I've been so consumed with all of the great things ahead, that I haven't thought about anything else...which isn't a bad thing. A couple days ago, however, I was reminded of something. Sammy is 3.5 years old. This week she would have moved up from Nursery to become a Sunbeam in Primary. That's a pretty big deal. Many of the kids in Nursery moved up today to enter Primary. That is a very big step in their little lives. Marcus and I have decided to keep Sammy in Nursery another year. She'll be there with Callie, which will be nice, but mainly it just makes sense for her to stay there one more year. It never bothered me, the thought of her staying in Nursery...until recently. And evenstill, "bother" isn't really what I feel. Or maybe it is. I don't know.

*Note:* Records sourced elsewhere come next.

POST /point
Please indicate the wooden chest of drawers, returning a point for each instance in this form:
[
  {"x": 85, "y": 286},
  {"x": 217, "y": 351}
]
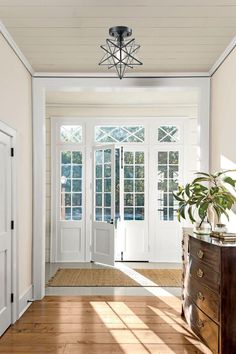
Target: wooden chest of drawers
[{"x": 209, "y": 291}]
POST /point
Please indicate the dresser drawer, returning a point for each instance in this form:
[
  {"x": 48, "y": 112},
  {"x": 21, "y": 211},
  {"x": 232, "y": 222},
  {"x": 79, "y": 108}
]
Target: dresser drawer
[
  {"x": 202, "y": 325},
  {"x": 205, "y": 252},
  {"x": 204, "y": 275},
  {"x": 203, "y": 297}
]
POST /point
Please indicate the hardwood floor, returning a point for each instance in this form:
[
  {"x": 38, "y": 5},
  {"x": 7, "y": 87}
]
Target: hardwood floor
[{"x": 102, "y": 325}]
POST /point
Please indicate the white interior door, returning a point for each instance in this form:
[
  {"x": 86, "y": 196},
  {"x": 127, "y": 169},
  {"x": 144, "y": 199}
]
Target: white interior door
[
  {"x": 5, "y": 232},
  {"x": 103, "y": 224}
]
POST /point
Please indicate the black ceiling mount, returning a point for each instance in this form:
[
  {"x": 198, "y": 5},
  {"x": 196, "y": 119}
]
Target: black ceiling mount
[
  {"x": 120, "y": 52},
  {"x": 120, "y": 31}
]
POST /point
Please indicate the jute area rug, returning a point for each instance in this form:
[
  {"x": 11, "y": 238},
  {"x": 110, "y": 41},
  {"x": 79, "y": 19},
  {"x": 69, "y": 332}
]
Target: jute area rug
[{"x": 72, "y": 277}]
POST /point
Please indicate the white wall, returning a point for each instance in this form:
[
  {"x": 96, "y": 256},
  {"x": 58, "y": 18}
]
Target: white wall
[
  {"x": 223, "y": 115},
  {"x": 96, "y": 111},
  {"x": 15, "y": 110},
  {"x": 223, "y": 120}
]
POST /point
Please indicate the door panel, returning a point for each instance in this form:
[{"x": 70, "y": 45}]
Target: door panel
[
  {"x": 134, "y": 204},
  {"x": 70, "y": 233},
  {"x": 5, "y": 232},
  {"x": 103, "y": 225},
  {"x": 167, "y": 173}
]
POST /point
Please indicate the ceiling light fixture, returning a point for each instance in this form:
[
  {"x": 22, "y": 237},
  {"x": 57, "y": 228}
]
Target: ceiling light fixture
[{"x": 120, "y": 52}]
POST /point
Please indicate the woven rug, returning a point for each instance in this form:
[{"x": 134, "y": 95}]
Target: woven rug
[
  {"x": 72, "y": 277},
  {"x": 162, "y": 277}
]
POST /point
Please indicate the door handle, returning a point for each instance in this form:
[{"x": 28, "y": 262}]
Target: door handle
[{"x": 110, "y": 222}]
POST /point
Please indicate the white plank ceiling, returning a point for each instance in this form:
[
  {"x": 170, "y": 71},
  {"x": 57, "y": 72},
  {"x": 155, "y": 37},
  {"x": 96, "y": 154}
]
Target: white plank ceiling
[{"x": 175, "y": 35}]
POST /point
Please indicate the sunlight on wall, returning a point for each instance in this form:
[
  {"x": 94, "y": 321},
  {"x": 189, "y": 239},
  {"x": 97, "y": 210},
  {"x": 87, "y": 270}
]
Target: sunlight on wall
[{"x": 227, "y": 164}]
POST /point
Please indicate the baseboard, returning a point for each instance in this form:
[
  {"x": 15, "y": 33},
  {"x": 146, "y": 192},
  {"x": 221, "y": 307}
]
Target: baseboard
[{"x": 23, "y": 300}]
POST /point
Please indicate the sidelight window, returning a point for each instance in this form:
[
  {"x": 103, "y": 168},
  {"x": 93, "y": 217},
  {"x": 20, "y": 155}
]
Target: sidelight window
[
  {"x": 71, "y": 185},
  {"x": 168, "y": 179},
  {"x": 134, "y": 176}
]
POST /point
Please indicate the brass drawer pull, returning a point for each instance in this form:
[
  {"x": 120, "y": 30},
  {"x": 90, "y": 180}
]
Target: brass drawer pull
[
  {"x": 200, "y": 273},
  {"x": 200, "y": 323},
  {"x": 200, "y": 254},
  {"x": 200, "y": 296}
]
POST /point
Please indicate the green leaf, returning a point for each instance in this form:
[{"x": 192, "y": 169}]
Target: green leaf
[
  {"x": 182, "y": 212},
  {"x": 190, "y": 214},
  {"x": 202, "y": 211},
  {"x": 203, "y": 174},
  {"x": 187, "y": 189},
  {"x": 201, "y": 179},
  {"x": 178, "y": 198},
  {"x": 229, "y": 180}
]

Scotty with Sammy when she was about 3 months old -- maybe younger. She was so little! And she still loves to curl up and sleep this way. Some things never change.


For some reason, I have Primary Envy, a very rare and bad condition. Rare because most parents want to keep their kids in Nursery, keep them young, because after all they grow up so fast. Bad because, really, what's the point of allowing myself to feel this way? And I haven't had a moment like this in a long time. But a part of me is sad today (yes, I'm tearing up...which is only causing my congestion to get worse) that Sammy isn't moving up. And I recognize that she doesn't care -- that it's my problem. I get it. But the logic, knowing that she is happy where she is, doesn't make what I'm feeling any less real, as silly as it is.

And it makes me sad to think that had she moved up, she'd just be a problem for the teacher. I don't want to ever think of Sammy as a problem for anyone. That breaks my heart -- and now I really can't breath out of my nose. I wish I had never caught this horrible cold! I mean, really.



Sammy at about 7 months old. One of her many visits to the hospital after bad seizures -- her arm in a splint to keep her IV in place.

My comfort? I find it in knowing that Sammy is our little Sunbeam. Maybe not "technically" a member of the Sunbeam class, but she brings so much light to our home. And I find comfort in 2010. Silly? Maybe. I know we'll face trials this year, but I also know that there will be a lot of good -- and Sammy's sun beams will keep us smiling. I'm already breathing better. Life is so good that way.Sammy with Grandpa at Scotty and Annie's wedding April 2008.